Three New Reports Issue an Urgent ‘Wake-Up Call’ for Gender Equality
Twenty years ago at a U.N. conference in Beijing, Hillary Rodham Clinton framed women’s equality as a crucial human rights issue. “If there is one message that echoes forth from this conference, let it be that human rights are women’s rights and women’s rights are human rights, once and for all,” she told delegates from more than 189 countries. This past weekend, the British actor and U.N. Women goodwill ambassador Emma Watson used the same rhetoric to advocate for gender equality with her “He for She” initiative. And three new studies released Monday prove there’s still a long way to go before the world comes close to achieving gender equality.
U.N. Women’s The Beijing Declaration and Platform for Action Turns 20 dubs itself “a wake-up call” about a world that, in some ways, has gotten worse for many girls and women since 1995, when world leaders gathered in Beijing to adopt the “Platform for Action,” an ambitious series of initiatives aimed at achieving gender equality.

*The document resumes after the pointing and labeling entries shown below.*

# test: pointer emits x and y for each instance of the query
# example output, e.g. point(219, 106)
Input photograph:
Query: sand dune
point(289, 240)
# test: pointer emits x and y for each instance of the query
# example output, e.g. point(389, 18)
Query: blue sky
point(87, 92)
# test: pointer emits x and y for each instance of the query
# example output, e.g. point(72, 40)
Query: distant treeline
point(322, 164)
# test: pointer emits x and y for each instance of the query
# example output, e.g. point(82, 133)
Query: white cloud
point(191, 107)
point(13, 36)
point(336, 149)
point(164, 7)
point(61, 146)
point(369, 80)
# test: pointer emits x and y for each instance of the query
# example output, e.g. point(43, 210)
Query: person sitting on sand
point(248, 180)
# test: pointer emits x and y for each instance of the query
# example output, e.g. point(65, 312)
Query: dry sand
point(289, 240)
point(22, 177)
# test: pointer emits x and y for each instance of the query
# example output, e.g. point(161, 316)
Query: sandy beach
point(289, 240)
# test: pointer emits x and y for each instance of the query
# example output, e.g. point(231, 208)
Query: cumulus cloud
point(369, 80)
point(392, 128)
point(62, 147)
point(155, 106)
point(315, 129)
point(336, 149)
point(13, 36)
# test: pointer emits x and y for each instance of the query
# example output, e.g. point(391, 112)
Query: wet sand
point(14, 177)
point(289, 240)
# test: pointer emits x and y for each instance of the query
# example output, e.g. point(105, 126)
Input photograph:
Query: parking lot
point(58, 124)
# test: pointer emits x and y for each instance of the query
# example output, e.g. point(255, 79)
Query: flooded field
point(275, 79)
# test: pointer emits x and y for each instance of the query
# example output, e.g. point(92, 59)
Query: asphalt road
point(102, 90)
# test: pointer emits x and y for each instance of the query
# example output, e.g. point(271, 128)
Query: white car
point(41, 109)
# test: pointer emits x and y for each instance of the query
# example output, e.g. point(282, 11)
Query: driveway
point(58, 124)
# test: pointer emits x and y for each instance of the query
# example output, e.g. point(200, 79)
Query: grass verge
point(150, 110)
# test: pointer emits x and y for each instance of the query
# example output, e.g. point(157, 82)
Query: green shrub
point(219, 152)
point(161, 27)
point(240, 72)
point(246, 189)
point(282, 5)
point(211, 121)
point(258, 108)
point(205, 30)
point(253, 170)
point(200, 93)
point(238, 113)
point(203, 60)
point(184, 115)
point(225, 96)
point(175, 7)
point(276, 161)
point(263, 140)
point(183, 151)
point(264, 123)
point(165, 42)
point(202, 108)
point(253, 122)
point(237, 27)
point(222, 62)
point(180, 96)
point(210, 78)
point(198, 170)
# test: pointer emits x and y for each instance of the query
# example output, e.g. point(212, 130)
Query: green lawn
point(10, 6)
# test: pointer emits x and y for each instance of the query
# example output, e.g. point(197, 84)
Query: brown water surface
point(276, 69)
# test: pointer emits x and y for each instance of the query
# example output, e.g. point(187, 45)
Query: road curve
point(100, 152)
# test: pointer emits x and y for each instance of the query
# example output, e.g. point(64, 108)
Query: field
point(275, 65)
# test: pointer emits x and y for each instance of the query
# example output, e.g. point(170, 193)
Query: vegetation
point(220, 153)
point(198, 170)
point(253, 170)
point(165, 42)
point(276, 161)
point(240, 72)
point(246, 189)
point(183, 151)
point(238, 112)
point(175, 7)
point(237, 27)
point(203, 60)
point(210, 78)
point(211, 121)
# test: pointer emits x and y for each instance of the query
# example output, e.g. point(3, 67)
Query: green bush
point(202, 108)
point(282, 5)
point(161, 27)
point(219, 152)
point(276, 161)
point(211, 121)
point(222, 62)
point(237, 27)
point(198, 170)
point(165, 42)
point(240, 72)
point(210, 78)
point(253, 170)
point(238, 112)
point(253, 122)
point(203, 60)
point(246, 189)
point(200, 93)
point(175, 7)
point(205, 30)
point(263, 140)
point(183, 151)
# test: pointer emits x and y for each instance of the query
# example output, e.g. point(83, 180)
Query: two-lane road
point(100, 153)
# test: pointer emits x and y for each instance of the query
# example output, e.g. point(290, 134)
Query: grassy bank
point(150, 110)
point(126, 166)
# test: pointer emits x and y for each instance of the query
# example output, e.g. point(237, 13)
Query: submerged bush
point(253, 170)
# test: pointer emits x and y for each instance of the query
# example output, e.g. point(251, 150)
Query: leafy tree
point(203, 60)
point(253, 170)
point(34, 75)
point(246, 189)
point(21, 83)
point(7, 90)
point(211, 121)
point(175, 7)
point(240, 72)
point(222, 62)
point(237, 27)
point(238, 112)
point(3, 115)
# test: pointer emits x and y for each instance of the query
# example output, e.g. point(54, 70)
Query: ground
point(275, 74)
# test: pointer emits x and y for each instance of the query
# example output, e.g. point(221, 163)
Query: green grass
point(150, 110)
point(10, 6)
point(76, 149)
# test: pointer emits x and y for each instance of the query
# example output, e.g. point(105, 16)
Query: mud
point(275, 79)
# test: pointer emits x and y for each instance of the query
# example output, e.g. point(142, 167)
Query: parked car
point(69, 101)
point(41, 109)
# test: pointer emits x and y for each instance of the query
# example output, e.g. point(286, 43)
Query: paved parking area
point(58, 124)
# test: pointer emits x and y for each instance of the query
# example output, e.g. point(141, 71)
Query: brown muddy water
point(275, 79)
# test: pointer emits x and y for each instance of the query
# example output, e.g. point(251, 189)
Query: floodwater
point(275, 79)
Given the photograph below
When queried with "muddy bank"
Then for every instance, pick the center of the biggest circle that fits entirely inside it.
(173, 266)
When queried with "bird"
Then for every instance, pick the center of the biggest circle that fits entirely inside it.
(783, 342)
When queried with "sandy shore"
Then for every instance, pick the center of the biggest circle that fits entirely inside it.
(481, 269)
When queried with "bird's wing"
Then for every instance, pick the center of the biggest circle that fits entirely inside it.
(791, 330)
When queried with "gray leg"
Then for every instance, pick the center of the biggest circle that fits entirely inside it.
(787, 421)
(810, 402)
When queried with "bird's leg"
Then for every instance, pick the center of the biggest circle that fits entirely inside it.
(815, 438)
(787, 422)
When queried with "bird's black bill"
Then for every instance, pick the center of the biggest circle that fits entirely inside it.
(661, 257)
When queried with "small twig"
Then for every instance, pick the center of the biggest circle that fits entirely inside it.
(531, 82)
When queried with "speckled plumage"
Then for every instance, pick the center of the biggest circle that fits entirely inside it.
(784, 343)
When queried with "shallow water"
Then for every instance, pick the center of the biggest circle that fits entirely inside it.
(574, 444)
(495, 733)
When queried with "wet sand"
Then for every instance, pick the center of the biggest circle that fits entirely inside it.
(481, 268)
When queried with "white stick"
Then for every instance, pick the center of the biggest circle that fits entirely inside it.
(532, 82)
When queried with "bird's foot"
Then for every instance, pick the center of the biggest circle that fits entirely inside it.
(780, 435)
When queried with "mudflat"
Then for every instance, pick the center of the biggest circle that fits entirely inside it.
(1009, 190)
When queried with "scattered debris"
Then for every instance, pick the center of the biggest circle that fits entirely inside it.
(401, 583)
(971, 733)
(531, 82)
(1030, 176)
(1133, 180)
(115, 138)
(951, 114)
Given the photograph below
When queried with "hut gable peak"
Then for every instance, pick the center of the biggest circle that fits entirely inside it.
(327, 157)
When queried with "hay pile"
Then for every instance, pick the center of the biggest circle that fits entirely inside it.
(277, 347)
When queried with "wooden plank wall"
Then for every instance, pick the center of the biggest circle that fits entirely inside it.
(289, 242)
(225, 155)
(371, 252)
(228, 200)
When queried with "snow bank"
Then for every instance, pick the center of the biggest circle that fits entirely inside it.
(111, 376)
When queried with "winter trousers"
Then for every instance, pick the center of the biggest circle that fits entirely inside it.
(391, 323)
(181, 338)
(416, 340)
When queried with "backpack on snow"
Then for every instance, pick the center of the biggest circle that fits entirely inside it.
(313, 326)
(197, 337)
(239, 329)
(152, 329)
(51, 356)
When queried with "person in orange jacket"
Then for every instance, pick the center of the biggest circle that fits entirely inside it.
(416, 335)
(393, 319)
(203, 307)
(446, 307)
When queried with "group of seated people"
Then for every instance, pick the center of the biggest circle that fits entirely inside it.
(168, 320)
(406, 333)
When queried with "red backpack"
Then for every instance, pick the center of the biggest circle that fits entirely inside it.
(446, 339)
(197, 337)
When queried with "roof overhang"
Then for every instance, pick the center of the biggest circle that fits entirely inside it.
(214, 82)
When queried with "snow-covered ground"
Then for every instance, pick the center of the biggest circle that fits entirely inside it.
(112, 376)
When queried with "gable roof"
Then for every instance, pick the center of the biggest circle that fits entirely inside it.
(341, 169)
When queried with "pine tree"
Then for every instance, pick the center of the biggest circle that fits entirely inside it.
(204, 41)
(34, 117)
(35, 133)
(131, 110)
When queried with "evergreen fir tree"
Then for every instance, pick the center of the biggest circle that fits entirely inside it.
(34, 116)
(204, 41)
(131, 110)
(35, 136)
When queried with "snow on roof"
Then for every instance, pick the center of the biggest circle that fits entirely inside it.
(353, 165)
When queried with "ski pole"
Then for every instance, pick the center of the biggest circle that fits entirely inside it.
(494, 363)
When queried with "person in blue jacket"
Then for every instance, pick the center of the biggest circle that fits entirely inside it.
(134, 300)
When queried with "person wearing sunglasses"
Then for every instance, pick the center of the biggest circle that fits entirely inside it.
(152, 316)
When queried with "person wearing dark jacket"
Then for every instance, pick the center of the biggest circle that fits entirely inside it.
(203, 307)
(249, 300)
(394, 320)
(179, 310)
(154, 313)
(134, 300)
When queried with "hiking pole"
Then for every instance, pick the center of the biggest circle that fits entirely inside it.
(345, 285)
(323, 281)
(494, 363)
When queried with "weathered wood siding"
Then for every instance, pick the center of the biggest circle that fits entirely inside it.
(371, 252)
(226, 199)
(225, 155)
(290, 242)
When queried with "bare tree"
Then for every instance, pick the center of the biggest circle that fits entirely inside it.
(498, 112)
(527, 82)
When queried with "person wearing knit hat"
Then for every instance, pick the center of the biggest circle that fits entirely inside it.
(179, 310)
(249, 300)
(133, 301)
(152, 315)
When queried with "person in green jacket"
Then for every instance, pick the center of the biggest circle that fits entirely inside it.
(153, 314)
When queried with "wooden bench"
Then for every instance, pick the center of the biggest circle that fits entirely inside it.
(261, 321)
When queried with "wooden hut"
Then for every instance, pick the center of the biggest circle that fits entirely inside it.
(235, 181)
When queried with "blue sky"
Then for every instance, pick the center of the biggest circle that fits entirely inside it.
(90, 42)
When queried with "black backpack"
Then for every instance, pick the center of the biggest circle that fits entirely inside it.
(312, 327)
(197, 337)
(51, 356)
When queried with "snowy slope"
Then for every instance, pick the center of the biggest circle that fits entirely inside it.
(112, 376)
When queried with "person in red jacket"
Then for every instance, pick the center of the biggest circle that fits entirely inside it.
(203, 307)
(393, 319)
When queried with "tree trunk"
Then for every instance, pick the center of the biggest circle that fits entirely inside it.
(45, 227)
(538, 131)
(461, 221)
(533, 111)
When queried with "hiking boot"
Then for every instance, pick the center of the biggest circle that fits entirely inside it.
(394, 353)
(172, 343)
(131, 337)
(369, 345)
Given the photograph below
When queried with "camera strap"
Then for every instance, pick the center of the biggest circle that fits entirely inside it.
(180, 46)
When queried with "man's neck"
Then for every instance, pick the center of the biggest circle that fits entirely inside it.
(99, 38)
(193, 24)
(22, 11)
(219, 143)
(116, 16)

While school enrollment rates have generally increased for girls in the last two decades, the rate of violence against women is still “unacceptably high,” although data wasn’t available to compare it globally over time. More than one in three women worldwide have experienced either physical and/or sexual intimate partner violence or non-partner sexual violence in their lifetime, the U.N. report found.
Africa had the highest proportion of women—45.6 percent—reporting either physical and/or sexual violence, but the persistence of victim-blaming attitudes and social norms even in Western regions isn’t helping to end it. In one example, more than half of European men surveyed in 2010 believed that domestic violence was a result of women’s behavior, according to the U.N. report.
Closing the Gender Gap, a report from UCLA’s World Policy Analysis Center, also released Monday, shows that progress toward gender equality has been extremely slow. More than 150 countries lack protections crucial to encouraging women’s economic participation; just 64 countries constitutionally guarantee women protection from discrimination at work or guarantee equal pay for equal work; 61 countries provide girls with less legal protection from early marriage as they do boys.